Diese Unterschiede beruhen speziell bei Spielen darauf, dass gerade diese Software-Gattung regelmäßig unter die Lupe genommen wird. «Derzeit sind es etwa 30 Spiele, die wir regelmäßig prüfen», so Michael Schmid. Dabei handelt es sich um die aktuellsten und meistverkauften Titel, die auf ihre Zusammenarbeit mit der jeweiligen Grafikkarte hin überprüft werden. Zusätzlich hinzugefügte Funktionen bei neuen Treiberversionen können die Spielleistungen optimieren. Neben diesen 30 Top-Titeln gibt es 500 weitere Spiele, die nach dem Zufallsprinzip turnusmäßig immer wieder überprüft werden.

Laut Daniel Visarius haben diese ständigen Kontrollen zur Folge, dass zum Beispiel ATI monatlich eine neue Treiberversion veröffentlicht.

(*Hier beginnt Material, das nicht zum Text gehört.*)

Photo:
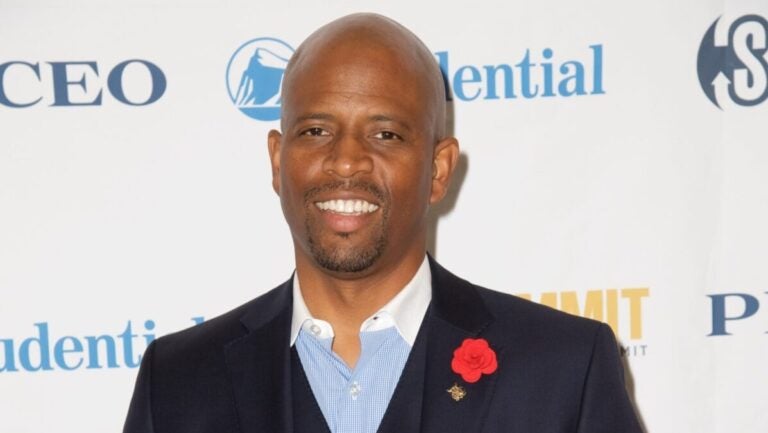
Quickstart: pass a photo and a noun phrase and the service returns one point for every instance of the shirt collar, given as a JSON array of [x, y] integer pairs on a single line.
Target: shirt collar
[[405, 311]]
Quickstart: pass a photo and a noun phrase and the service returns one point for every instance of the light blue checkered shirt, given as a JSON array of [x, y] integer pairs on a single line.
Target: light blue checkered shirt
[[355, 400]]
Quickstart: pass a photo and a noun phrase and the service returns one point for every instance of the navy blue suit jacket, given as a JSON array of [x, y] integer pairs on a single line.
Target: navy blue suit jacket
[[556, 373]]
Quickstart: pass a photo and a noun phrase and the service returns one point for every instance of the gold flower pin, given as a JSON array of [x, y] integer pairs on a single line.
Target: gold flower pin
[[457, 392]]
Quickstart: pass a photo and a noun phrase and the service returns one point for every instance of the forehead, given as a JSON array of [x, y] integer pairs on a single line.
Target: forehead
[[347, 76]]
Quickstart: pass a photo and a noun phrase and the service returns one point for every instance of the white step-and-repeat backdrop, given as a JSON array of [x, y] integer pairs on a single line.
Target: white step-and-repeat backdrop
[[615, 165]]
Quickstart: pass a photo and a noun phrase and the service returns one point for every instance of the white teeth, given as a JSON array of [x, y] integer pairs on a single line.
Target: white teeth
[[347, 206]]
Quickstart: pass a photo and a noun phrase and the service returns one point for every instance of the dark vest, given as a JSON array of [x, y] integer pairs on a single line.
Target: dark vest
[[403, 415]]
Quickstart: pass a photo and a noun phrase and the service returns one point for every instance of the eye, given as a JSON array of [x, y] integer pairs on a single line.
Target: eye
[[387, 135], [315, 132]]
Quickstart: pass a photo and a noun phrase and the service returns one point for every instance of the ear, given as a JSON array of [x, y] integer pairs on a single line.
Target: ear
[[446, 157], [273, 141]]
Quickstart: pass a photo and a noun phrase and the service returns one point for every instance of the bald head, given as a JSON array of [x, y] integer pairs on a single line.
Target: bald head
[[350, 47]]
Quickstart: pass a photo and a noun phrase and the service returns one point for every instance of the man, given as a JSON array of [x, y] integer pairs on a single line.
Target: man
[[371, 334]]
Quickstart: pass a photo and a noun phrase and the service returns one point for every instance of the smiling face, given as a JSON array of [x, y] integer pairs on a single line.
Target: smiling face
[[359, 159]]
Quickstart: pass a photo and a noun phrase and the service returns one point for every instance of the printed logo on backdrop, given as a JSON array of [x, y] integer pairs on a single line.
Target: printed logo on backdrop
[[255, 77], [133, 82], [733, 61], [255, 74], [738, 313], [621, 309], [46, 349]]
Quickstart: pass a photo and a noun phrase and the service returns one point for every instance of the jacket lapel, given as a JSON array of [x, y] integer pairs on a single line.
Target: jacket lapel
[[259, 365], [456, 312]]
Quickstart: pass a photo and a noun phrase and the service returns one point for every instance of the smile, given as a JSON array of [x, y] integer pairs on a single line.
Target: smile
[[348, 207]]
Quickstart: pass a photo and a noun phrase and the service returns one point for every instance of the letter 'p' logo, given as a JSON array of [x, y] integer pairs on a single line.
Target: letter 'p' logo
[[731, 307]]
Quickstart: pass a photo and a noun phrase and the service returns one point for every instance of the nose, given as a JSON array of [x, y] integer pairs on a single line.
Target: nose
[[349, 156]]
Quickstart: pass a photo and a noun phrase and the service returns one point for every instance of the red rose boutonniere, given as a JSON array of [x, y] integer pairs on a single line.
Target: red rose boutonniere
[[473, 359]]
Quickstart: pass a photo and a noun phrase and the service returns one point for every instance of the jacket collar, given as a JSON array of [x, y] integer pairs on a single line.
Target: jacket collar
[[259, 363]]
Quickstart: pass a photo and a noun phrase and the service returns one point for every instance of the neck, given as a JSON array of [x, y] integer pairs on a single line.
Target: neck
[[344, 300]]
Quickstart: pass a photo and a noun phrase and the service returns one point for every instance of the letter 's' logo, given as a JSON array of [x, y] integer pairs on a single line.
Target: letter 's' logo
[[255, 77], [733, 61]]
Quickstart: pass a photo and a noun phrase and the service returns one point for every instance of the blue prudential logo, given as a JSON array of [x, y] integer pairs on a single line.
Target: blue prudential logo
[[733, 61], [255, 77]]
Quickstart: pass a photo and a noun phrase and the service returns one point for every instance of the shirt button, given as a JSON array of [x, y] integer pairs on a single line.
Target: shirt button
[[315, 330], [354, 390]]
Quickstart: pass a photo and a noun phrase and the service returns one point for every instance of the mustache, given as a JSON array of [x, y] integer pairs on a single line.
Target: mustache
[[345, 185]]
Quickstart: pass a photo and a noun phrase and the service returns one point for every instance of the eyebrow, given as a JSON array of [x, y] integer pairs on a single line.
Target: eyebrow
[[373, 118], [315, 116], [385, 118]]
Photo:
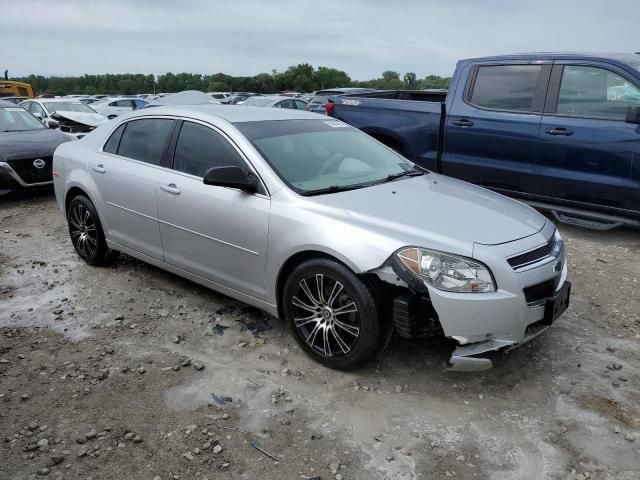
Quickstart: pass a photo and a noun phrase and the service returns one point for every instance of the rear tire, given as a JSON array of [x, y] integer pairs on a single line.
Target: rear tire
[[332, 314], [86, 231]]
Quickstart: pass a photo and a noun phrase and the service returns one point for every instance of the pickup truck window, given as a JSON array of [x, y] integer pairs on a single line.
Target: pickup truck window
[[595, 93], [505, 87]]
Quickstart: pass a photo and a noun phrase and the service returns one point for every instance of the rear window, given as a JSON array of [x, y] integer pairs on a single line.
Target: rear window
[[146, 140], [505, 87]]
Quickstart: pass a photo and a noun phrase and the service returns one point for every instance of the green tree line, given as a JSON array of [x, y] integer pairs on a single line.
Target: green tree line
[[300, 78]]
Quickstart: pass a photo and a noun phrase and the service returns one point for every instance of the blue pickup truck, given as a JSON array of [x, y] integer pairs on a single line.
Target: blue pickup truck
[[559, 131]]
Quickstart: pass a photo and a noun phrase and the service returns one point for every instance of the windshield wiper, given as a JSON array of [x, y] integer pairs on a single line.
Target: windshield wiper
[[331, 189], [394, 176]]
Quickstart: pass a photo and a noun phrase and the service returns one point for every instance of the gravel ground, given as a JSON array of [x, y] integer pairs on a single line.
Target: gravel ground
[[128, 372]]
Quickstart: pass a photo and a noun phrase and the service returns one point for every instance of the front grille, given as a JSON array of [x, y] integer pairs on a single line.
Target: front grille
[[30, 174], [531, 256], [540, 291]]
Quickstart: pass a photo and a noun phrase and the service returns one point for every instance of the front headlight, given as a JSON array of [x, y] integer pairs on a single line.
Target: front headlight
[[448, 272]]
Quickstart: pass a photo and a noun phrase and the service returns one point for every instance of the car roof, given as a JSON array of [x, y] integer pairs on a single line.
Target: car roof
[[230, 113], [620, 57], [346, 90]]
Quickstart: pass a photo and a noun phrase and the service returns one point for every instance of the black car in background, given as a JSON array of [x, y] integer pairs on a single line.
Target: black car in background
[[26, 149]]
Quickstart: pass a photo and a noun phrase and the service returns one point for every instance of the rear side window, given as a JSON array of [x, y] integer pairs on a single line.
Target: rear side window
[[505, 87], [114, 140], [595, 93], [145, 140], [199, 148]]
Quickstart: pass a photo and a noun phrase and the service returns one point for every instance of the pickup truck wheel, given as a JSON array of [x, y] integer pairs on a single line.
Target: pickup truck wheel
[[86, 232], [332, 314]]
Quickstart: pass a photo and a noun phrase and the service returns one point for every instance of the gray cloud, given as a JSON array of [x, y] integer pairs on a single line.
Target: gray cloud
[[246, 37]]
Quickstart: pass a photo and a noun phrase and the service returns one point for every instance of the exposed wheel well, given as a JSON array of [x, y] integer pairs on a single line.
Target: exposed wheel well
[[71, 194], [291, 263]]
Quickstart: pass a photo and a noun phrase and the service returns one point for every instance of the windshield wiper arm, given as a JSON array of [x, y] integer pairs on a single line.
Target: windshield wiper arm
[[331, 189], [394, 176]]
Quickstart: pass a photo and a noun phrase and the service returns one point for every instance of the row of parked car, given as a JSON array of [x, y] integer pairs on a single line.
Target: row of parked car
[[369, 238]]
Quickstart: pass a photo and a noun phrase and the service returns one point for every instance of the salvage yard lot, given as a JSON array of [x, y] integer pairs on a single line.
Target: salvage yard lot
[[131, 372]]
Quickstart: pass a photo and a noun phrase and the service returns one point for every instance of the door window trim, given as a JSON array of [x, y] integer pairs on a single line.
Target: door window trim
[[539, 93], [166, 160], [553, 94]]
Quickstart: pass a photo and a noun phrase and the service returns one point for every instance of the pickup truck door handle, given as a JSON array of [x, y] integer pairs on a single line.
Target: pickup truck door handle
[[559, 131], [171, 188], [462, 123]]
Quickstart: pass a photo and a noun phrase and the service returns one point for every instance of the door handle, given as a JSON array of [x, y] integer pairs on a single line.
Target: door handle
[[171, 188], [462, 123], [559, 131]]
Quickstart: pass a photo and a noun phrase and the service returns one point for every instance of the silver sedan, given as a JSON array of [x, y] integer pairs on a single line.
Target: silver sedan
[[314, 221]]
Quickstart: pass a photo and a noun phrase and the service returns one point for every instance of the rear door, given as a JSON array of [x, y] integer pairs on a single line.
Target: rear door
[[589, 156], [491, 135], [217, 233]]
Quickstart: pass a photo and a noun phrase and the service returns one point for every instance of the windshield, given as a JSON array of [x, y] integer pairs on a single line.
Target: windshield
[[314, 155], [18, 119], [53, 107]]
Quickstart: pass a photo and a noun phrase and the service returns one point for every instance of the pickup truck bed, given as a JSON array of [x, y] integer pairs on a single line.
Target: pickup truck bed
[[559, 131], [412, 126]]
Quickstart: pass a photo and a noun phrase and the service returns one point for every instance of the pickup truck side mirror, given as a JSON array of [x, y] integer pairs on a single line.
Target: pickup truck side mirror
[[633, 115], [231, 177]]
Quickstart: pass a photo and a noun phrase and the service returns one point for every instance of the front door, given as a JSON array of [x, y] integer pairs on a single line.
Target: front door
[[491, 133], [126, 176], [589, 156], [215, 232]]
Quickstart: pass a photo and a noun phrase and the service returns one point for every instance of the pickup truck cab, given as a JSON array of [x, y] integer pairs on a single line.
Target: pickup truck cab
[[559, 131]]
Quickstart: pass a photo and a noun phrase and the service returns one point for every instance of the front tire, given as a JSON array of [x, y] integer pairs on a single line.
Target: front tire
[[332, 314], [86, 231]]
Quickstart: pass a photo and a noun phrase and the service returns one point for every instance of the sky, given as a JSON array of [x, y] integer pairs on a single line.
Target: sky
[[247, 37]]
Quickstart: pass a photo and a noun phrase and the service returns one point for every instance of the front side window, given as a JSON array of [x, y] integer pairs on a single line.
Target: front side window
[[146, 140], [114, 140], [122, 103], [596, 93], [505, 87], [200, 148], [315, 155]]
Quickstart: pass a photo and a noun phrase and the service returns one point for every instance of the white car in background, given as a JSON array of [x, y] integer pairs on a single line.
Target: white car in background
[[113, 107], [74, 117]]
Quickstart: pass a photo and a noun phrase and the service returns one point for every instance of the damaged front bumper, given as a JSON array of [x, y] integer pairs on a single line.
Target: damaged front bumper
[[527, 301], [464, 358]]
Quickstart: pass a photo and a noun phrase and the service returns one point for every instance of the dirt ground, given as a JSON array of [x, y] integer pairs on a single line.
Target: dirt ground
[[129, 372]]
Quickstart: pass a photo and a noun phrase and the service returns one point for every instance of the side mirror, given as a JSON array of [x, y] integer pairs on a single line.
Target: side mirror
[[633, 115], [50, 123], [232, 177]]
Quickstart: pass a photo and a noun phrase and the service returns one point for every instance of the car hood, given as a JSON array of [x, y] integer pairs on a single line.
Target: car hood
[[434, 206], [30, 143], [86, 118]]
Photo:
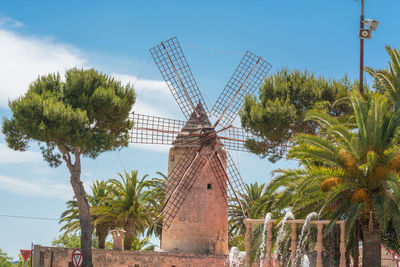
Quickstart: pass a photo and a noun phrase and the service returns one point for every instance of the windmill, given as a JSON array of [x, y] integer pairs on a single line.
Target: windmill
[[199, 149]]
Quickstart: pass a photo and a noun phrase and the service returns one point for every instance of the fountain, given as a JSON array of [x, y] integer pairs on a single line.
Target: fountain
[[302, 239], [288, 215], [264, 241], [235, 257], [305, 262]]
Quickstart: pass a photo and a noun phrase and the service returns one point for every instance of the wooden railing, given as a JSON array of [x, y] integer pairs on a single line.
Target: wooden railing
[[319, 247]]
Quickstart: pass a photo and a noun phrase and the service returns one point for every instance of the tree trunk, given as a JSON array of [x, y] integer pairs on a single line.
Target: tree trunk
[[371, 246], [101, 232], [83, 206], [130, 233]]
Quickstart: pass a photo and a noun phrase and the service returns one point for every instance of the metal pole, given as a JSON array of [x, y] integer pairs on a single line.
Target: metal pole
[[362, 50]]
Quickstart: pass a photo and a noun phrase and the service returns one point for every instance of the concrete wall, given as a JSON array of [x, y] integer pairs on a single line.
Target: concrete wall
[[201, 224], [60, 257]]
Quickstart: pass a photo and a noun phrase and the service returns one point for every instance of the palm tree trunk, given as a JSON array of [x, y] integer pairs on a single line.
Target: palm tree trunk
[[371, 246], [130, 233], [101, 233]]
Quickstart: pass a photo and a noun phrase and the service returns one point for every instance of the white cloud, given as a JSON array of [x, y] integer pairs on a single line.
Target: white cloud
[[8, 155], [36, 188], [153, 97], [9, 22], [23, 59], [155, 148]]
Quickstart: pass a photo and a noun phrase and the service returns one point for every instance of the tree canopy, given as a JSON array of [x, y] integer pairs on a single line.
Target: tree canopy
[[88, 111], [284, 98], [83, 115]]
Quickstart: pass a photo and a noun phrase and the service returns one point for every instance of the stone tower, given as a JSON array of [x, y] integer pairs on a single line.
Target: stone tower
[[201, 224]]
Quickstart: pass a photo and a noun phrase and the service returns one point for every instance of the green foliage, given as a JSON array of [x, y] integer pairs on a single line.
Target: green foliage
[[5, 260], [70, 217], [349, 170], [127, 205], [88, 111], [279, 111], [71, 240], [256, 203]]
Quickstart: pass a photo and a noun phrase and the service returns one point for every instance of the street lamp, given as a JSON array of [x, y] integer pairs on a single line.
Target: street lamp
[[364, 33]]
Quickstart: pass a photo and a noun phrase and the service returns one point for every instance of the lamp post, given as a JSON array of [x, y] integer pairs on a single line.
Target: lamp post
[[362, 50], [364, 33]]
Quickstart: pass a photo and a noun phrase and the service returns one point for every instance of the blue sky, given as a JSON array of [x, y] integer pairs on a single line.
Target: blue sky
[[38, 37]]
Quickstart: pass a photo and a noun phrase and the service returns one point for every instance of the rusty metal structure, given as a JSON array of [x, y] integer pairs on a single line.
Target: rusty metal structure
[[204, 143]]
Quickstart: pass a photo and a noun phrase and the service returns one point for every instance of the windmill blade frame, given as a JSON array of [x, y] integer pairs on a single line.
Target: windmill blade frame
[[247, 77], [176, 72]]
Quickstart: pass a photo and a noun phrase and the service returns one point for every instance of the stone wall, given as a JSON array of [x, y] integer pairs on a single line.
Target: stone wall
[[201, 224], [61, 257]]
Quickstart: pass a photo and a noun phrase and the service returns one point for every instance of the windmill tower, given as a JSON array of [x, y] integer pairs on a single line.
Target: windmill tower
[[202, 177]]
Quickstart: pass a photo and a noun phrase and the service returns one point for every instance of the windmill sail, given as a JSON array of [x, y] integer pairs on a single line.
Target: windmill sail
[[176, 72], [247, 77]]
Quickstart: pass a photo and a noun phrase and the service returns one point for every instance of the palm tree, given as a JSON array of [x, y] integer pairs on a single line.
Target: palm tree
[[256, 204], [70, 217], [127, 206], [156, 195], [349, 172]]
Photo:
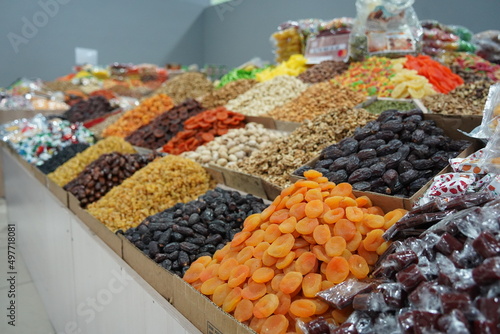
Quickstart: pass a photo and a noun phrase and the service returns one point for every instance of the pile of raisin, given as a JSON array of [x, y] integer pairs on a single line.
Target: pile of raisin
[[397, 154], [166, 126], [94, 107], [176, 237], [108, 171]]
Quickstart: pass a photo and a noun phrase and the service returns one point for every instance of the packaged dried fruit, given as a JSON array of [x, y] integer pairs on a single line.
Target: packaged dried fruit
[[314, 235]]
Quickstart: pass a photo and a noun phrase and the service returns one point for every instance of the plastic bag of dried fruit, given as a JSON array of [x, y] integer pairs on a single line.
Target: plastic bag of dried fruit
[[388, 28]]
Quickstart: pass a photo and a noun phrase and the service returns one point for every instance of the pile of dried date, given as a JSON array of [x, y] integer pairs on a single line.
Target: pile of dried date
[[395, 155], [166, 126], [108, 171], [176, 237]]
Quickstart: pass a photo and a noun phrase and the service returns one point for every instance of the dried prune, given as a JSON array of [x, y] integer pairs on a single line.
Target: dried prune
[[359, 175], [393, 125], [378, 169], [352, 164], [408, 176], [362, 186], [366, 143], [367, 154], [423, 164]]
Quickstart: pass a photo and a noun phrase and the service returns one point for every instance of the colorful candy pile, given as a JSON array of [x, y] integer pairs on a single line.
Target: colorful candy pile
[[314, 235]]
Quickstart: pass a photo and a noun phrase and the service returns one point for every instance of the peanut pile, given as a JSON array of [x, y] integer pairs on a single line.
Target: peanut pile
[[156, 187], [277, 161], [234, 146], [70, 169], [317, 100], [232, 90], [266, 96]]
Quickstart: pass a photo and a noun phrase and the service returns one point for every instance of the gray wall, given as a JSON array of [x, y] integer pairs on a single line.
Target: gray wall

Bei Konkurrent Nvidia sind die Erscheinungstermine den Angaben zufolge etwas unregelmäßiger. Aktuelle Informationen finden sich auf den Internet-Seiten des jeweiligen Anbieters.

Allerdings sind mit der Installation eines neuen Treibers nicht immer alle Probleme gelöst. «Kein Treiber ist perfekt für alle Spiele», so Daniel Visarius. Oft hilft dann ein Blick in die Foren der jeweiligen Titel, wo Spieler sich austauschen, welche Erfahrungen sie mit welchem Treiber haben. Grundsätzlich sei es aber empfehlenswert, «alle drei bis vier Monate» ein Update zu machen. «Denn je mehr Zeit verstreicht», so Daniel Visarius, «desto größer werden die Unterschiede.»